2. Amazon Aurora PostgreSQL with pgvector
If your team already runs PostgreSQL, this is the path of least resistance. The pgvector extension (v0.8.1) adds vector columns, indexing, and similarity search to your existing database.
How it works: Add a vector column to your table, create an HNSW or IVFFlat index, and query using distance operators.
Key specs:
- Dimensions: Up to 2,000 (vector type), 4,000 (halfvec), 64,000 (bit)
- Index types: HNSW (better recall, slower to build) and IVFFlat (faster build, lower recall)
- Distance functions: L2 (
<->), inner product (<#>), cosine (<=>), L1 (<+>), Hamming (<~>), Jaccard (<%>)
-- Enable pgvector
CREATE EXTENSION vector;
-- Create table with vector column
CREATE TABLE documents (
id SERIAL PRIMARY KEY,
title TEXT,
content TEXT,
embedding vector(1536) -- dimension matches your embedding model
);
-- Create HNSW index for fast similarity search
CREATE INDEX ON documents
USING hnsw (embedding vector_cosine_ops)
WITH (m = 16, ef_construction = 200);
-- Query: find 5 most similar documents
SELECT id, title, 1 - (embedding <=> $1) AS similarity
FROM documents
ORDER BY embedding <=> $1
LIMIT 5;
Best for: Teams already on PostgreSQL who want vectors alongside relational data. Use cases where you need JOINs between vector results and business data (e.g., filter by tenant, date range, product category).

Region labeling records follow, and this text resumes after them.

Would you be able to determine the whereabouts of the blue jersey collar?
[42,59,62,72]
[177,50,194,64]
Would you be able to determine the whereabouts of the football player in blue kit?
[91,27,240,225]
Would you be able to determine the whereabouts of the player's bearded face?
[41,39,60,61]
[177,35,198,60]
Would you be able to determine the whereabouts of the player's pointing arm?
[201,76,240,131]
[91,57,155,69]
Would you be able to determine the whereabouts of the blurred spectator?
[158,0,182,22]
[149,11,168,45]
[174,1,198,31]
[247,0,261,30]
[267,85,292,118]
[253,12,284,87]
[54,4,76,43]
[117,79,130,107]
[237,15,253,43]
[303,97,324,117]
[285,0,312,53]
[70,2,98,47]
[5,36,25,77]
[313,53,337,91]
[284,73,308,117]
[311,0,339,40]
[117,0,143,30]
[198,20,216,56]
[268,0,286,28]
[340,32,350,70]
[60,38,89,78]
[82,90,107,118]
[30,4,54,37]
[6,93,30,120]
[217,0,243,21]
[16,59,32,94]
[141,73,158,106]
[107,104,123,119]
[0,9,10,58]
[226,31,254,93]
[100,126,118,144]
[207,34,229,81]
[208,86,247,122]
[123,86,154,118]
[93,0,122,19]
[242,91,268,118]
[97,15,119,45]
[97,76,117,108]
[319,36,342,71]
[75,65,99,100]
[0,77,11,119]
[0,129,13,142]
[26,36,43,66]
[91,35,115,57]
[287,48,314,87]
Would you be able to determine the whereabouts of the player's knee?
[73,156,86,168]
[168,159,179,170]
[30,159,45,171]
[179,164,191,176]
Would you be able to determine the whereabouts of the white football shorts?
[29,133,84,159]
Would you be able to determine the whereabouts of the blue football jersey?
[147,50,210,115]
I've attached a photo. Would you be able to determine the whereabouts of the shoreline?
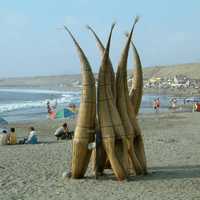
[0,113,200,200]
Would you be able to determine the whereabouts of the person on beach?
[7,128,17,145]
[153,99,157,112]
[171,98,177,111]
[156,98,160,112]
[54,122,73,140]
[47,101,52,114]
[0,129,8,145]
[21,126,38,144]
[153,98,160,113]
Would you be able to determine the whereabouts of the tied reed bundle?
[64,27,96,178]
[97,25,128,180]
[116,18,142,175]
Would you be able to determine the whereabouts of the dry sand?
[0,113,200,200]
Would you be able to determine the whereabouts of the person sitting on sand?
[153,99,157,112]
[25,126,38,144]
[7,128,17,144]
[54,122,73,140]
[0,129,8,145]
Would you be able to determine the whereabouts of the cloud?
[64,16,79,26]
[0,12,30,29]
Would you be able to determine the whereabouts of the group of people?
[153,98,160,113]
[0,126,38,145]
[54,122,74,140]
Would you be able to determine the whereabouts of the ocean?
[0,89,175,122]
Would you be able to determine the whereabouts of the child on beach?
[54,122,73,140]
[25,126,38,144]
[7,128,17,145]
[19,126,38,144]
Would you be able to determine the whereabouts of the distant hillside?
[0,63,200,90]
[143,63,200,79]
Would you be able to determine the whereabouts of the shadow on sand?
[87,165,200,181]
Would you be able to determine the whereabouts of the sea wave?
[0,89,80,113]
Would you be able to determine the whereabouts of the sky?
[0,0,200,77]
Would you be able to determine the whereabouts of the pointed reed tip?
[124,31,129,37]
[85,24,91,30]
[111,21,116,29]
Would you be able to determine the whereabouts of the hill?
[143,63,200,79]
[0,63,200,90]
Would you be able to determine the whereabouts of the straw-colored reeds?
[97,25,128,180]
[126,17,143,115]
[116,19,143,174]
[65,27,96,178]
[65,18,147,180]
[87,26,116,101]
[86,25,116,174]
[129,41,143,115]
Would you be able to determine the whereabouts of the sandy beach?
[0,113,200,200]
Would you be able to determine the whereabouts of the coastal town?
[144,75,200,90]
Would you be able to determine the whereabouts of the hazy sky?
[0,0,200,77]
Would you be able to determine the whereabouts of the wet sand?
[0,113,200,200]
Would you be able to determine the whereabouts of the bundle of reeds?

Well-Architected assessment:
| Pillar | Rating | Notes |
|---|---|---|
| Operational Excellence | Medium | You manage the database (even if Aurora handles patching). Need to tune index parameters. |
| Security | High | VPC, IAM, encryption, audit logging — full Aurora security model. |
| Reliability | High | Aurora’s multi-AZ, automated backups, point-in-time recovery. |
| Performance | Medium-High | HNSW gives good recall/latency trade-off. But vector workloads compete with relational queries for resources. |
| Cost | Medium | Instance-based pricing. You’re paying for the database whether you query vectors or not. Good if already running Aurora. Expensive if deployed just for vectors. |
| Sustainability | Medium | May over-provision to handle mixed workloads. |
Trade-off: Minimal new infrastructure if you’re already on PostgreSQL. But vector-heavy workloads can starve relational queries — consider read replicas dedicated to vector search.

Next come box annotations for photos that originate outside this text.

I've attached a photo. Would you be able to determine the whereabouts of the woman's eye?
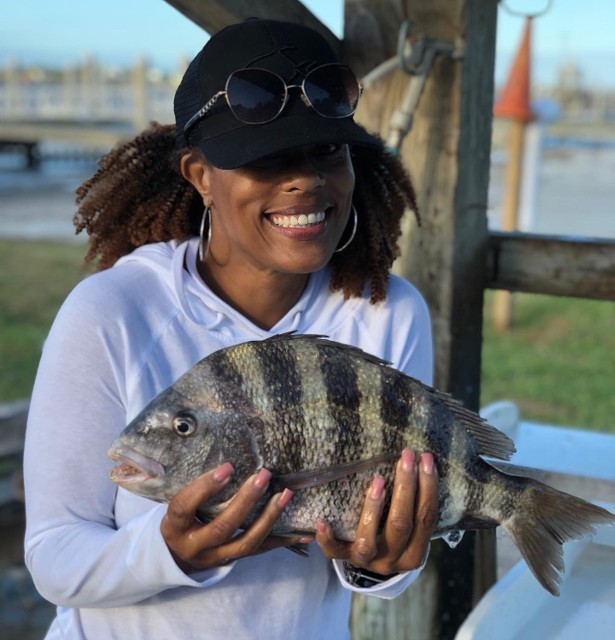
[173,416,196,438]
[315,144,344,156]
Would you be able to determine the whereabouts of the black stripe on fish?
[204,350,252,406]
[253,340,309,469]
[319,344,361,460]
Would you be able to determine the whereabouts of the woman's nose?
[285,154,326,191]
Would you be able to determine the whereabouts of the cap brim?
[199,113,382,169]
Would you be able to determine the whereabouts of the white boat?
[456,402,615,640]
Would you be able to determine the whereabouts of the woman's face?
[192,145,354,274]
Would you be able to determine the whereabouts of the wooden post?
[493,18,532,331]
[344,0,497,640]
[492,120,525,332]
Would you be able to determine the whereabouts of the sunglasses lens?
[226,69,286,124]
[303,64,361,118]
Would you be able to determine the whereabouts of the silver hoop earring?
[333,204,359,253]
[199,207,211,262]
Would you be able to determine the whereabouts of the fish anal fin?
[269,453,398,493]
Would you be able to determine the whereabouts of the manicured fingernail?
[278,489,294,509]
[371,476,384,500]
[254,469,271,489]
[401,449,414,471]
[213,462,235,483]
[421,453,433,475]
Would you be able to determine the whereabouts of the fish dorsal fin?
[434,390,516,460]
[269,453,398,493]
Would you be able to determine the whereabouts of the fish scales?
[109,334,615,594]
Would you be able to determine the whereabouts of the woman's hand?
[160,462,303,573]
[316,449,438,575]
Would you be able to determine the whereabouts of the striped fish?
[109,334,615,595]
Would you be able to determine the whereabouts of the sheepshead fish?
[109,334,615,595]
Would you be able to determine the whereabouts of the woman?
[25,20,437,640]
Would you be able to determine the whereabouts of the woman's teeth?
[271,211,325,227]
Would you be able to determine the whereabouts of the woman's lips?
[269,211,326,228]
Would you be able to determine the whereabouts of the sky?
[0,0,615,88]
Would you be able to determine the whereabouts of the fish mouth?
[108,446,164,486]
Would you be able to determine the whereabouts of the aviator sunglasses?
[184,63,363,137]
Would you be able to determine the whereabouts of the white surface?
[456,516,615,640]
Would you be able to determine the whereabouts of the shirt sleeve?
[333,553,429,600]
[24,286,232,608]
[333,277,433,600]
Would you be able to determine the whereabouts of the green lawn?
[0,240,615,433]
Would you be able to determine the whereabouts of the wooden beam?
[486,232,615,300]
[166,0,341,53]
[344,0,497,640]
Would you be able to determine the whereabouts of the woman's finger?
[380,449,419,561]
[349,477,385,566]
[399,453,439,570]
[165,462,234,532]
[205,489,293,564]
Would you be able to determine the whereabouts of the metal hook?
[500,0,553,19]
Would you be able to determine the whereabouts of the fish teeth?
[271,211,325,227]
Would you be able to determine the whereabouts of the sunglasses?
[184,63,363,137]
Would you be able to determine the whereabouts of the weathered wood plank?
[0,398,30,457]
[486,232,615,300]
[344,0,497,640]
[166,0,341,52]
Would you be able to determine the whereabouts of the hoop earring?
[333,204,359,253]
[199,207,211,262]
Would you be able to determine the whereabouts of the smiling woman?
[24,19,438,640]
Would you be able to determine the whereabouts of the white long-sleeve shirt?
[24,239,432,640]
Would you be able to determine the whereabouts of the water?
[0,145,615,242]
[442,531,464,549]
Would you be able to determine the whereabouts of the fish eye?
[173,415,196,438]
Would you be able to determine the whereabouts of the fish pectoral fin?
[269,453,398,493]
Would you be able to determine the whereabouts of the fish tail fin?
[501,478,615,596]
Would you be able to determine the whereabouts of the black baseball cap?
[174,18,382,169]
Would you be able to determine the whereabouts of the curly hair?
[73,122,418,303]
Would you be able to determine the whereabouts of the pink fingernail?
[278,489,295,509]
[401,449,415,471]
[371,476,384,500]
[213,462,235,483]
[421,453,434,475]
[254,469,271,489]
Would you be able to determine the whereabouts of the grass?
[481,292,615,433]
[0,240,615,433]
[0,240,90,403]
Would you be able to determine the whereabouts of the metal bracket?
[385,20,464,153]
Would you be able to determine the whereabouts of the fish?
[109,333,615,595]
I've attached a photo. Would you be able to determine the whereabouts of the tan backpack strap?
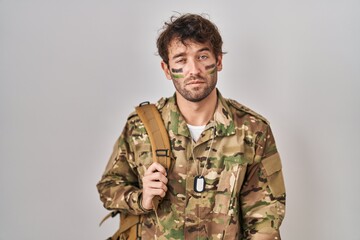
[136,102,171,170]
[136,102,171,210]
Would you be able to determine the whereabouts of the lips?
[186,80,205,85]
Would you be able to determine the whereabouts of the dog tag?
[194,176,205,193]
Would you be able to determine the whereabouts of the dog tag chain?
[194,176,205,193]
[191,129,215,193]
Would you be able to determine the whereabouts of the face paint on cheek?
[171,68,183,73]
[205,63,217,74]
[171,73,185,79]
[171,68,185,79]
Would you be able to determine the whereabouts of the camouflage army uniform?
[97,92,285,240]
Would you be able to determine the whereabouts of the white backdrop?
[0,0,360,240]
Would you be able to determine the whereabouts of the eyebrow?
[172,47,211,59]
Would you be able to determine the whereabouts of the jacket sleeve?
[97,120,147,215]
[240,125,285,240]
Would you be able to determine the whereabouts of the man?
[97,14,285,240]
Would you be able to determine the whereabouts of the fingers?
[145,162,167,176]
[142,163,168,209]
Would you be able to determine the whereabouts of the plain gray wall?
[0,0,360,240]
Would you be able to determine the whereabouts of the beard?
[173,74,217,102]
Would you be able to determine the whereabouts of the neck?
[176,89,217,126]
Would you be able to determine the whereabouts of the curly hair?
[156,14,223,64]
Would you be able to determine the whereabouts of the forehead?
[168,39,213,58]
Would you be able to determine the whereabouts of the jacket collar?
[157,90,235,140]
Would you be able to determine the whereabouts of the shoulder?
[127,97,169,122]
[225,98,269,125]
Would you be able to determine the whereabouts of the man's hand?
[142,162,168,210]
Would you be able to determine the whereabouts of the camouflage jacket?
[97,93,285,240]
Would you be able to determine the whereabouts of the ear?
[161,61,172,80]
[216,54,222,72]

3. Amazon OpenSearch Service
OpenSearch is the strongest option for hybrid search — combining traditional keyword matching (BM25) with semantic vector search (k-NN) in a single query. This is a significant advantage for RAG quality.
How it works: OpenSearch stores documents with both text fields and vector fields. At query time, you can run BM25 and k-NN simultaneously, then combine scores.
Key specs:
- Dimensions: Up to 16,000
- Algorithms: HNSW, IVFFlat (via Faiss and Lucene engines)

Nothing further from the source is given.